Rebooting machines is a interesting study in the varied opinions of the Linux community. On one end, there are folks who will use ksplice or simply avoid rebooting for any reason short of a hardware failure. On the other you have desktop users who reboot their machines daily. I'm somewhere in the middle: For servers if there is a security update to the kernel or glibc that applies, the server should be rebooted. For my laptop, I usually reboot when there's a reason (I want to test something related to the boot process, there's a security update, etc). Rebooting servers regularly (and it seems doing so for security updates accomplishes this) has several other advantages:

You can schedule your rebooting. Sometimes power cycling or rebooting a machine puts some stress on the hardware, if it fails, you are able to call for service, etc. If it happens at 2am on sunday morning when you have 9 to 5 business day coverage, you are in much worse shape
Even with configuration management there are times when things are added to a server, but not set to start on boot, or need some config change to start properly. Better to fix those in a maint window than to not have them come up after an unattended reboot
You can find out a lot about your servers and how they interrelate, and where the points of failure are by rebooting them
Do you recall how to get to that serial console / IPMI / pdu / kvm for that server? Scheduling a reboot is a great time to make sure your console access works and shows the boot process.

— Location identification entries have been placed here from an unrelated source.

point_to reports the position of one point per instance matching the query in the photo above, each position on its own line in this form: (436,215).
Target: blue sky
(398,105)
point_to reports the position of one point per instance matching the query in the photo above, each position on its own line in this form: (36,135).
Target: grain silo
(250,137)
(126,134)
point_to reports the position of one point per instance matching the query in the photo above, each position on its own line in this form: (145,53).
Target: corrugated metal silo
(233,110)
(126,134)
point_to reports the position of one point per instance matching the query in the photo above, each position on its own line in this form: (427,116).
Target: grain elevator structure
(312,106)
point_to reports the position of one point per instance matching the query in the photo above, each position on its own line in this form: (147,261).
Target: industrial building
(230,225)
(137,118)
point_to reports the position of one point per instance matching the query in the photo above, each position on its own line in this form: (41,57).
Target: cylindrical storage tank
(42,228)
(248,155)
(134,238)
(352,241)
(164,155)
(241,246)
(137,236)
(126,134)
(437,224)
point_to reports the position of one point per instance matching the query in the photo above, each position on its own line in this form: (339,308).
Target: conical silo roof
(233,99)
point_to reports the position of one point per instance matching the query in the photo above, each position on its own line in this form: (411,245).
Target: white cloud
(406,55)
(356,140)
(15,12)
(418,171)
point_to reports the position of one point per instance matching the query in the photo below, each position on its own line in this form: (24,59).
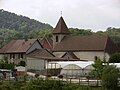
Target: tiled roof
(41,52)
(61,27)
(70,55)
(86,43)
(17,46)
(47,43)
(54,58)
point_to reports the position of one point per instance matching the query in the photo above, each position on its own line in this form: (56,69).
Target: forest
(13,26)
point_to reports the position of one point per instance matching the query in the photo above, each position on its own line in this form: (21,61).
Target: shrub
(110,78)
(115,58)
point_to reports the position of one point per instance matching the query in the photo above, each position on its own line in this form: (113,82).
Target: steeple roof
(61,27)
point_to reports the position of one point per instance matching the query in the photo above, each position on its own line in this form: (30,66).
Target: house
(39,59)
(83,47)
(16,50)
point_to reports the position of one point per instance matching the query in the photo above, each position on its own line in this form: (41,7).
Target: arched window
(56,38)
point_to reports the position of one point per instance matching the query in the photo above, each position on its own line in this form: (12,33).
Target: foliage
(41,84)
(22,63)
(110,78)
(115,58)
(15,26)
(6,66)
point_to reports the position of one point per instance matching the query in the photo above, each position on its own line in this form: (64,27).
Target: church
(83,47)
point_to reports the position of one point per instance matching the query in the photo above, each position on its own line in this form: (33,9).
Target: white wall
(36,64)
(90,55)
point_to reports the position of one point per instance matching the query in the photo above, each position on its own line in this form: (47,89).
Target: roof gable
(61,27)
(69,55)
(84,43)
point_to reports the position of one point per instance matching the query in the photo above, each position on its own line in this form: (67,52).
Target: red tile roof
(54,58)
(41,52)
(17,46)
(86,43)
(61,27)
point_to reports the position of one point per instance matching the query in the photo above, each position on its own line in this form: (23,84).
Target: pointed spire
(61,27)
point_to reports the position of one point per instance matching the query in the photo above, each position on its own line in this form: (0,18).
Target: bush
(6,66)
(110,78)
(115,58)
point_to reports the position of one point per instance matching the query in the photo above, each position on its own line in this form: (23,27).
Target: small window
(20,56)
(12,56)
(56,38)
(96,57)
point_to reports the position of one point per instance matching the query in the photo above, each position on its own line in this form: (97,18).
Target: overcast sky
(90,14)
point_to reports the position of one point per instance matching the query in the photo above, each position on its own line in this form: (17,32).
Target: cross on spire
(61,13)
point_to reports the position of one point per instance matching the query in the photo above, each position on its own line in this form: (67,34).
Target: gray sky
(88,14)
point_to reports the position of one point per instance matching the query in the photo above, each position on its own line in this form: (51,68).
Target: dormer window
(12,56)
(20,56)
(56,38)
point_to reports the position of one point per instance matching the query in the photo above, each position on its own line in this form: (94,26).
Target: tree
(115,58)
(110,78)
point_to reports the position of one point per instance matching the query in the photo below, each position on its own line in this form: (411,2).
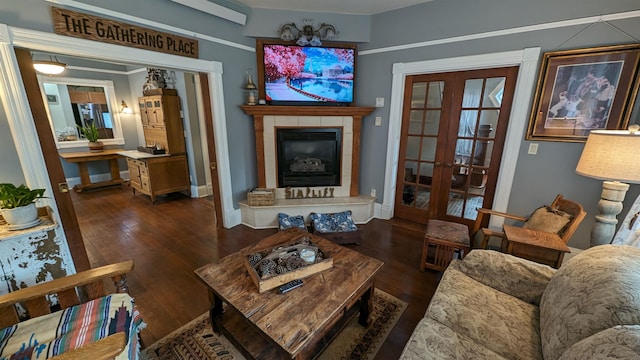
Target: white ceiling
(357,7)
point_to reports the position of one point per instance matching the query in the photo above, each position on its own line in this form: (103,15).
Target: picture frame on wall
(582,90)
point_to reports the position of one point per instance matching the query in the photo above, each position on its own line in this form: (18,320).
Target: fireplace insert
(309,156)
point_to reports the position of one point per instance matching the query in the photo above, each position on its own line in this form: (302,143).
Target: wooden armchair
(71,291)
(574,209)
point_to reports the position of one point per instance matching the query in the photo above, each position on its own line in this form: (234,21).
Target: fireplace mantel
(262,110)
(355,112)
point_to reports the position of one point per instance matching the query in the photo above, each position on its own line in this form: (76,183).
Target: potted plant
(90,132)
(17,204)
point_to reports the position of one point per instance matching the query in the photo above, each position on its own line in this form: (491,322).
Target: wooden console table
(541,239)
(84,157)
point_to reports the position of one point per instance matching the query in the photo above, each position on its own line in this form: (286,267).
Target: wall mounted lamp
(612,156)
(308,35)
(125,109)
(50,67)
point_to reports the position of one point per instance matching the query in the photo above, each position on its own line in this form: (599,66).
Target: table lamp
(612,156)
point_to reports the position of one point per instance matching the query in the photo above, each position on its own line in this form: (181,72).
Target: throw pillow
(285,221)
(336,222)
(547,219)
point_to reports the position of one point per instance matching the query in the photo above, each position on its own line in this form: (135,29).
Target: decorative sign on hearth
(291,193)
(84,26)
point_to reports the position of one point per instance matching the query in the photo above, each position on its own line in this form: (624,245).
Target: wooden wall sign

Fedora Infrastructure has about 150 or so machine instances to manage currently. Until recently the mass reboot process was pretty much just scheduling a block of time and powering through rebooting things. Often we would go over our window as that is a lot of machines to reboot and confirm are back up nicely. So, I worked on changing our process for mass reboots. Now, all hosts are put in 3 different buckets:

The "C" group. These are machines that only infrastructure folks will notice are down or are machines where there are redundant resources, so they can be rebooted anytime as long as failover or dns changes are made first so no live traffic is still hitting them.
The "B" group. These are machines associated with Fedora contributors and package manintainers. End users won't notice these being down, but contributors/package maintainers will. These reboots need to be scheduled, but since there are few machines in this group, the outage is small.
The "A" group. These are machines that end users may notice being down or slow to respond. Database servers or mailing list hubs would be in this group. Again the number is very small, so outages would be very short

Over time, we are working on moving all the hosts in "A" and "B" groups into "C". Which would leave us being able to reboot things as time permits with no need for any scheduled outage, but at least with the above setup, outages are much shorter and less frantic. The last set of reboots we did, we used the new method and planning, and I think it went much more smoothly. We also discovered some additional points of failure:

An nameserver reboot caused some internal machines to stop processing, which allowed us to revamp our nameserver setup and make sure all machines were setup to failover properly to another nameserver.
A nfs server reboot in the "B" group affected some web servers in the "A" group. This allowed us to revisit why there's a dependent NFS mount on those web servers.

True to the Fedora way, the details are available at: Mass_Upgrade_Infrastructure_SOP.